Lateral thinking

from Wikipedia, the free encyclopedia

Lateral thinking (from Latin latus "side"), colloquially also called lateral thinking , is a thinking method that can be used in the context of the application of creativity techniques to solve problems or to find ideas.


The term was introduced by Edward de Bono in 1967 and has been used in numerous publications since then. Occasionally, the term non-linear thinking is also used in technical language . Colloquially it also means thinking outside the box or thinking outside the box . The antonym is vertical or linear thinking.

Edward de Bono also coined the term “ parallel thinking ” to describe the ability to systematically adopt different perspectives of thought and perception in relation to any topic. The most important example of parallel thinking are De Bono's thinking hats ; they are now used worldwide in large organizations in the areas of creativity, but also communication and team development.

De Bono's concept differs only in nuances from that of Joy Paul Guilford . He used the technical term divergent thinking instead of lateral thinking or the term convergent thinking instead of vertical thinking . Due to their strong similarity, the designation pairs are used largely with the same meaning.


In contrast to vertical thinking , which runs step by step (continuously) and is based on practiced patterns , lateral thinking is characterized by the following principles:

  • It is permitted that existing information is subjectively assessed and used selectively. Details are not recorded analytically, but rather intuitively .
  • Intellectual jumps and associations are allowed, not every intermediate result has to be correct.
  • Yes / no decisions are avoided. Unworkable solutions can also be a step towards better understanding the problem.
  • Conventional thought patterns are challenged by e.g. B. is consciously looking for the most unlikely solution to a problem.
  • The initial situation and framework conditions are not accepted as unchangeable.

The technique of lateral thinking can be practiced and used in a targeted manner as part of a creative process . Depending on the problem, it does not necessarily lead to a practically implementable solution, but it can open up new perspectives.


The question "How many games have to take place in order to determine the winner of a tournament with 111 participants in a knockout system ?" Is answered by most people through vertical thinking: 1st round 55 games (1 bye ) , 2nd round 28 games, 3rd round 14 games, 4th round 7 games, 5th round 3 games (1 bye), 6th round 2 games, 7th round 1 game.
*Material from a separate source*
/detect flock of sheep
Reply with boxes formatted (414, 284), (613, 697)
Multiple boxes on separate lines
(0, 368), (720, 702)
These numbers are determined step by step and then added up (110). The lateral thinking uses the result to determine without computational effort of a change in perspective, if there is a winner, there must be 110 losers. Each of them only loses once, so many matches are played accordingly.

Both methods come to the same result in this case, but in different ways.


Lateral thinking can be used as a technique for generating ideas in many problem areas (compare creativity techniques ).

In the management process , lateral thinking is one of several established creativity techniques when it comes to finding unconventional or innovative solutions to operational problems.

One type of puzzle that requires lateral thinking is the lateral .

Lateral thinker as a term

After lateral thinking in the 19th century meant helplessness, the first mention of a positive term lateral thinker is found in 1915 in connection with Münchhausen's “giant fantasy” .

While the ability to think laterally when solving problems in a liberal environment is usually rated positively today, the verbal stigmatization of a person as a lateral thinker has a negative connotation in a more traditionalist, perfectionist environment.


  • Edward de Bono: Lateral Thinking: a course to develop your creativity reserves. Rowohlt, Reinbek 1971, ISBN 3-498-00431-X .
  • Edward de Bono: Lateral thinking for leaders. Rowohlt, Reinbek 1972, ISBN 3-498-00439-5 .
  • Joachim Bröcher: Teach differently, go to school differently: Contributions to school and lesson development in the learning focus. Universitätsverlag Winter, Heidelberg 2007 (application of lateral thinking to school and teaching development).

Web links


  1. Matthias Nöllke : creativity techniques. Haufe, 2006, pp. 14-15.
  2. ^ Paul Neff: Literature sheet. Edited by Wolfgang Menzel. No. 42, April 22, 1836, p. 2 ( preview of page 166 in the Google book search); Quote: “By the way, the question is still very much whether thinking does not follow first after being, whether all thinking is not just a reflection, at least we must abstract from our poor cross and lateral thinking and speculation when creating the world and do not believe in God that he had long thought to himself how he would make the world. "
  3. Robert Müller: Power: Psychopolitical Foundations of the Present Atlantic War , H. Schmidt (1915), p. 21: "[...] no, I claim Münchhausen next to Faust as a German prehistoric man, this giant fantasy, this cross and lateral thinker, who himself and by hand [...] ”.